Famoda Farm to Table

Heather Collins stands at the entrance to Famoda Farm to Table, the family's new store that sells farm-raised products in the Tigerville community, on Nov. 1, 2021. Collins is among those who pushed for Greenville County to add an agricultural zoning option. Nathaniel Cary/staff

GREENVILLE — Zoning has long been a dirty word to thousands of Greenville County residents who live in rural parts of the county north and south of the metropolitan core. It meant control, and it meant the county telling landowners what they could and couldn’t do on their property.

But longtime Greenville County Councilman Joe Dill now expects a flood of residents in his northern Greenville County district to ask to be zoned as a hedge against encroaching development.

What changed?

Greenville County Council unanimously approved a new zoning classification during its Nov. 16 meeting, creating agricultural zoning in the county for the first time.

Those who live on or near farms in both zoned and unzoned parts of the county can request to zone their land for agricultural use. It allows them to live there, and to build a house on every 5 acres if desired, but it would limit the number of homes that could be built on what farmers and neighbors hope will remain some of the county’s undeveloped farms, pastures and forests.

“They didn’t want the government telling them what to do, but this is their way of telling the government, ‘You do what I want you to do,’” Dill said after the final vote.

Dill said he expects residents who have been opposed to zoning in the past “all over this county” to seek it now that there is a zoning classification that fits their lifestyle and needs. Others, he said, may seek to change existing zoning to ag zoning. Before, the best choice for some farms that were in zoned parts of the county was to seek rural residential zoning, but that had limits on some agricultural activities.

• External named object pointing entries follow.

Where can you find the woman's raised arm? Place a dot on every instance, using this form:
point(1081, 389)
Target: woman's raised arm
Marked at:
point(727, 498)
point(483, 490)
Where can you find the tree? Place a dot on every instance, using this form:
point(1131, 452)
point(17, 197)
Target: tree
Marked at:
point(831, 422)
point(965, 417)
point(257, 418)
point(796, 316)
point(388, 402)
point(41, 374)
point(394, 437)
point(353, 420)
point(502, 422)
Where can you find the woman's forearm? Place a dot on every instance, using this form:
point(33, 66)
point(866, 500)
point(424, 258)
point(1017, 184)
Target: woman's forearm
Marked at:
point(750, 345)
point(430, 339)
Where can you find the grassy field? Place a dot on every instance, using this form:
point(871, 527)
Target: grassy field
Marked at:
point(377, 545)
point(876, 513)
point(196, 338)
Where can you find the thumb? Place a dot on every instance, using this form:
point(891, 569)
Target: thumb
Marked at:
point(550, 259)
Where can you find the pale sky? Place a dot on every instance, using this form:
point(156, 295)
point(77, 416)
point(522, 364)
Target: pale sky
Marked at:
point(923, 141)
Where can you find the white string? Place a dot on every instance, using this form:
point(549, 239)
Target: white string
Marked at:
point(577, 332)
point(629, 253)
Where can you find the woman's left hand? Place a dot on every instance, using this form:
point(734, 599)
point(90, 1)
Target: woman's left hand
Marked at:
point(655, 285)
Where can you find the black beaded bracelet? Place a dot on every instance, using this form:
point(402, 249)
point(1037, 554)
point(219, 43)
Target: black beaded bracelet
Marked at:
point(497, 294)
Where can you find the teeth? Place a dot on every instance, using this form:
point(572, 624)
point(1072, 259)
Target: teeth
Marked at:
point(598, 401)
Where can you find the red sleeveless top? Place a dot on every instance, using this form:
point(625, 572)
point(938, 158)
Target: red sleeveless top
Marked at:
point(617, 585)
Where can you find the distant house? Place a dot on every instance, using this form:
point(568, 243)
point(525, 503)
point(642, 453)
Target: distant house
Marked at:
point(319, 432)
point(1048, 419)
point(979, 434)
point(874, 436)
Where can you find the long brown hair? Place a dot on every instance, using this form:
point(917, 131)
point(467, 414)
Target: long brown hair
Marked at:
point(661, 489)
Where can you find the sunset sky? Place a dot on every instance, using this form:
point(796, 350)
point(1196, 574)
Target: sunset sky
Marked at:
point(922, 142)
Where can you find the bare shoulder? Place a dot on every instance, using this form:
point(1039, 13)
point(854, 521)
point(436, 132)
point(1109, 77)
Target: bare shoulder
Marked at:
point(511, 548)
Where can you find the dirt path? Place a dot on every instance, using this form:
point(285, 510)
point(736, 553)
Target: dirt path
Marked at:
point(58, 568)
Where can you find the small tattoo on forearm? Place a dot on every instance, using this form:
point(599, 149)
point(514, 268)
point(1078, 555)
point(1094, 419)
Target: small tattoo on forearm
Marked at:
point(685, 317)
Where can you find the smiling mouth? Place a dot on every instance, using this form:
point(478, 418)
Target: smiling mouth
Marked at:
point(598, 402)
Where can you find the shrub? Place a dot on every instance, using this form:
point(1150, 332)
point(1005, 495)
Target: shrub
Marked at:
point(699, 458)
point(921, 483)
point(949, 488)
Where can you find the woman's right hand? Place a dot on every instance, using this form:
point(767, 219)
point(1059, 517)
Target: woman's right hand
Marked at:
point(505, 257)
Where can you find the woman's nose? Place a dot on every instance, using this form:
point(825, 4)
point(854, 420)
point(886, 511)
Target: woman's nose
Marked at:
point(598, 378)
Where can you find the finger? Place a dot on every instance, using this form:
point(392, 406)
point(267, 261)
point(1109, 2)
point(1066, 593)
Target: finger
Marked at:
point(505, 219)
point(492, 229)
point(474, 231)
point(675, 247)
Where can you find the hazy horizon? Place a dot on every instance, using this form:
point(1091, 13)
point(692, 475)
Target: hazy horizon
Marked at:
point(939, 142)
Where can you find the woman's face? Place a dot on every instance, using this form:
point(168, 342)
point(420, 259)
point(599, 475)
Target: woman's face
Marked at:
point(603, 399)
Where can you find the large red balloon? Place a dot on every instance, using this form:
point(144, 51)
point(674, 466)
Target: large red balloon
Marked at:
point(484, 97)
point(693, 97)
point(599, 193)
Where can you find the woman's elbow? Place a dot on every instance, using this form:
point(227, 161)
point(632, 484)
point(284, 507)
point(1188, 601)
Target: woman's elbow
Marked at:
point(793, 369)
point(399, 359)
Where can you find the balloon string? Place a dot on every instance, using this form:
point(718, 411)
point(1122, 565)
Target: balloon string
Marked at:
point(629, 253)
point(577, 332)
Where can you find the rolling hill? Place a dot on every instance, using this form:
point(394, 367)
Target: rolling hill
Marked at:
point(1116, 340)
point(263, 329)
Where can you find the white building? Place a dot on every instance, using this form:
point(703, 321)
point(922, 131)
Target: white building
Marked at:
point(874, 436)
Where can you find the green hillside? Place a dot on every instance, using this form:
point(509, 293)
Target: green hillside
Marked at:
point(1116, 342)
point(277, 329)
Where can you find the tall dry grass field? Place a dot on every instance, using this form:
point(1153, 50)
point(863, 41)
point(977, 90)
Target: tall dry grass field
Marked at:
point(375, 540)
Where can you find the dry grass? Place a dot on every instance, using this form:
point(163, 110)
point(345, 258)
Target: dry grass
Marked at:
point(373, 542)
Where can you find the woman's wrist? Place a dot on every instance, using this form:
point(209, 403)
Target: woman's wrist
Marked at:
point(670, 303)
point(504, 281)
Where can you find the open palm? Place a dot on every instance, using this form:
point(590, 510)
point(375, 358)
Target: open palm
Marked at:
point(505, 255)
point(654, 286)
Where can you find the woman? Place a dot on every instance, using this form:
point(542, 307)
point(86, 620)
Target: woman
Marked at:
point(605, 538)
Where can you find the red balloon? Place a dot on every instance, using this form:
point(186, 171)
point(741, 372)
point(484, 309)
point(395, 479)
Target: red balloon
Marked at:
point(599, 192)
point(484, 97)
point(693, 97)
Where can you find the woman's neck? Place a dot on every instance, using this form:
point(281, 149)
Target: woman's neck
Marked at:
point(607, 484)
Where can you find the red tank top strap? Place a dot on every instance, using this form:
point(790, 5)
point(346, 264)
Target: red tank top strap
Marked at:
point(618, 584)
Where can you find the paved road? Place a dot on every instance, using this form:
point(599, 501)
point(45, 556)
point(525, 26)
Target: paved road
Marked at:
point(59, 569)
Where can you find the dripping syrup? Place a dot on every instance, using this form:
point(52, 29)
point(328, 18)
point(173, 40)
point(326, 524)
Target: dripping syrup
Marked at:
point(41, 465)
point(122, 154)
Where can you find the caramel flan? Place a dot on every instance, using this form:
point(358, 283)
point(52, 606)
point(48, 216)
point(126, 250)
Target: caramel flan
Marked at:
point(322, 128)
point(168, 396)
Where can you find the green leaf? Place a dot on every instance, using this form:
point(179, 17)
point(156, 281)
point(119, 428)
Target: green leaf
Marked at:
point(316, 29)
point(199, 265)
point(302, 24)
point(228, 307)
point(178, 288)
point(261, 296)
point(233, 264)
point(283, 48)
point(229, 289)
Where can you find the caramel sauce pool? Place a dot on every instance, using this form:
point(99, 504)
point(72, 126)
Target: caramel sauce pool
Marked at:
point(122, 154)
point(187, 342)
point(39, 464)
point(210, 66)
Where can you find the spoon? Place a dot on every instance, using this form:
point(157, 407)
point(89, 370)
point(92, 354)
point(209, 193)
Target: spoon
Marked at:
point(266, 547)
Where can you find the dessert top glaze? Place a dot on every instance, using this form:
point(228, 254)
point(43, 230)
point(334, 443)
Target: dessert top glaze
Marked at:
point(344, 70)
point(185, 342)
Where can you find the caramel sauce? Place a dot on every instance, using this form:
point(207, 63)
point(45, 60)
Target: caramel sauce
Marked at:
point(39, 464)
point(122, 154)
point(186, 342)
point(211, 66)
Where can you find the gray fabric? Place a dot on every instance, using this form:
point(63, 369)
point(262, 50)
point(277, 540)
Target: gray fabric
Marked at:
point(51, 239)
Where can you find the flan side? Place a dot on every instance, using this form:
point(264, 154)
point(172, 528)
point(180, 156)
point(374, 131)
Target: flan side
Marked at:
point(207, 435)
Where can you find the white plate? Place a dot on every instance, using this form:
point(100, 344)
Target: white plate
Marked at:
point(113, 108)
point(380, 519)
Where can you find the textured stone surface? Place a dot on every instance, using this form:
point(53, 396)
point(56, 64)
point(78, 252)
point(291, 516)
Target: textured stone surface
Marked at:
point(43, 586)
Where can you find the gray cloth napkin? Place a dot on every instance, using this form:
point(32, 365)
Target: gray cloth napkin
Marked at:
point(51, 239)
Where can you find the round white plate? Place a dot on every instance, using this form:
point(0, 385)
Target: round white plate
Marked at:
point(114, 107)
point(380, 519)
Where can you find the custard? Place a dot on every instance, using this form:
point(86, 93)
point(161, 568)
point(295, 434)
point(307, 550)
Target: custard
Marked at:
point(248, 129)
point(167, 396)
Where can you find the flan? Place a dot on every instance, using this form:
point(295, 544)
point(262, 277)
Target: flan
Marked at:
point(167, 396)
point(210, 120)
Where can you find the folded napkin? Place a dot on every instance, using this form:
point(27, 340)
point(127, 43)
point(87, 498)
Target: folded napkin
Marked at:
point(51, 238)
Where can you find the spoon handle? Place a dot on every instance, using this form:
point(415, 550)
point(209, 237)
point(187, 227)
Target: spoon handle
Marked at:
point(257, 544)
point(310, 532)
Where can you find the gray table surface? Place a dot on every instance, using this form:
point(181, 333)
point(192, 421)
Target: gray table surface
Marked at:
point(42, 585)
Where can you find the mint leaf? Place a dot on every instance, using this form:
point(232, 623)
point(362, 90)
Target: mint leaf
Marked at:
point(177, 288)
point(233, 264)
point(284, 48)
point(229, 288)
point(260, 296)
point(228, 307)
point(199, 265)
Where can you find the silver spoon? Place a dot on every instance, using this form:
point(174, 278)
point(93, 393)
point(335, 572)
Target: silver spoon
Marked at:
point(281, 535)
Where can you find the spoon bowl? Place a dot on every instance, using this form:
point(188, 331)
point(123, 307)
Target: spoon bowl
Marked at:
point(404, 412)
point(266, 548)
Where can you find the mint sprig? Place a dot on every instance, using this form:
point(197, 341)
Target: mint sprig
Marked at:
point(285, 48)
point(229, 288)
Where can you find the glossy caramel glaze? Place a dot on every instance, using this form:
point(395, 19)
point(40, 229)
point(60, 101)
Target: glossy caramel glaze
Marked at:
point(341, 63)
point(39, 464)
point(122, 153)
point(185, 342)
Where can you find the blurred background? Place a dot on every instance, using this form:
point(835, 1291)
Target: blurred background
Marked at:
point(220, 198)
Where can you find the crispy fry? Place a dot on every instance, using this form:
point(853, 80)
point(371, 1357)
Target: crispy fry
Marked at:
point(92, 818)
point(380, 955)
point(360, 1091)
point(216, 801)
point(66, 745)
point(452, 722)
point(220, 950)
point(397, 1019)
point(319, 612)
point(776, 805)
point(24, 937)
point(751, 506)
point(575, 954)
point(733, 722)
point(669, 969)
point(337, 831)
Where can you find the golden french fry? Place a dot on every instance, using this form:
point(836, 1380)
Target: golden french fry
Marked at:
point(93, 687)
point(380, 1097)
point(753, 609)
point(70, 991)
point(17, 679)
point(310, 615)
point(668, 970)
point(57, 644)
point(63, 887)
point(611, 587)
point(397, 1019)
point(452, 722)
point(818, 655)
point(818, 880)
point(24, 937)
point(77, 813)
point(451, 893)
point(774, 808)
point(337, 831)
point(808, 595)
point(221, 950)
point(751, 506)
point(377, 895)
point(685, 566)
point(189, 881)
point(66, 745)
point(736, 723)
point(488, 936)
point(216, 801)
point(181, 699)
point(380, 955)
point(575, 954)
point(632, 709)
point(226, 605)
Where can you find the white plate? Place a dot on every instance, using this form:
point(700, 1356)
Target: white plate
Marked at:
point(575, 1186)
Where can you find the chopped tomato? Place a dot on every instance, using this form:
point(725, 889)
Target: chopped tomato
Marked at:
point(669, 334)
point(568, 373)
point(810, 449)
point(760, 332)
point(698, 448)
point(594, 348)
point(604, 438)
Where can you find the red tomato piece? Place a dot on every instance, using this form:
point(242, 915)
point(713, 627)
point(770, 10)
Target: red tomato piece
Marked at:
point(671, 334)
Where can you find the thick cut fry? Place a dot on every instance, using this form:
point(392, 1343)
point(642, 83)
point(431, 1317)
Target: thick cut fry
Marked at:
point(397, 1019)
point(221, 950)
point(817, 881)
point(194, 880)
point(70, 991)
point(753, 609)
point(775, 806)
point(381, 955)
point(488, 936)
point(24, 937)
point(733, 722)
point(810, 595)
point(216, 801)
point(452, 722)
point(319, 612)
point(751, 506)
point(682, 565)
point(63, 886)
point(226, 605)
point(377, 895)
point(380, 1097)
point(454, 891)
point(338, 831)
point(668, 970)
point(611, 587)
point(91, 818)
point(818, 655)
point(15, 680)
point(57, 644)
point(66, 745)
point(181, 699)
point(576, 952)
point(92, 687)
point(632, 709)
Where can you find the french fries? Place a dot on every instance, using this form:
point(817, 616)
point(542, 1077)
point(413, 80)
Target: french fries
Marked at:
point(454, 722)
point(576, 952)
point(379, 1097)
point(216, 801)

Lynn Ballard, whose southern Greenville district includes a large number of farms and who advocated for the zoning classification, said farmers started the process, pushed for solutions, navigated the hurdles and gained support from their neighbors and, ultimately, County Council.

“This is ag district of, by and for the farmers,” Ballard said.

Heather Collins, whose family runs Famoda Farm in Tigerville and helped lead the push for agricultural zoning, said her family’s 300-acre farm would be among the first to seek zoning.

“It’s a tool that we have to protect the large-tract farms,” Collins said. “It’s the first step in being able to keep farming a farm, and we are really excited. Now the work begins to get the word out that it’s available.”

Jason Wright, a northern Greenville County farmer, said agricultural zoning finally gives his community the option to tell county government what the residents want.

“Without the ag zoning, we didn’t have the option to say what we wanted because what we wanted wasn’t an option,” Wright said.

Wright said he most likely would seek zoning for his farm but that it depended on enough landowners cooperating to seek zoning together.

Nearly 180 members of the Cliffs communities in northern Greenville signed a petition to support agricultural zoning. Mel Hudson, a Cliffs resident, said the group wanted to show support for their neighbors and the way of life their neighbors enjoy, even if the Cliffs itself doesn’t “have a dog in the fight.”

The council passed the ordinance on final reading with little discussion. Dill asked council members to support creating the tool for residents.

Council had reserved the ability to make amendments to the ordinance before final reading, but no amendments were introduced and it passed as drafted by county staff.

Residents who are in an unzoned area and want to seek zoning can be eligible in two ways. The most straightforward path is if their property is contiguous to zoned land. Landowners can also petition the county for zoning if they have at least 1 square mile of land where 60 percent of the property owners who own at least 60 percent of the land request zoning.

Landowners, with support of at least 15 percent of a voting precinct, can also ask for a referendum and vote on zoning an area of land.

It’s not usually a quick or easy process to zone large areas of land. A group in southern Greenville previously spent more than two years talking to residents before petitioning to zone more than 7,000 acres as rural residential.

But Collins hopes the process may move more swiftly for a number of farmers in northern Greenville because they have already discussed zoning and have enough land to meet the county’s requirements.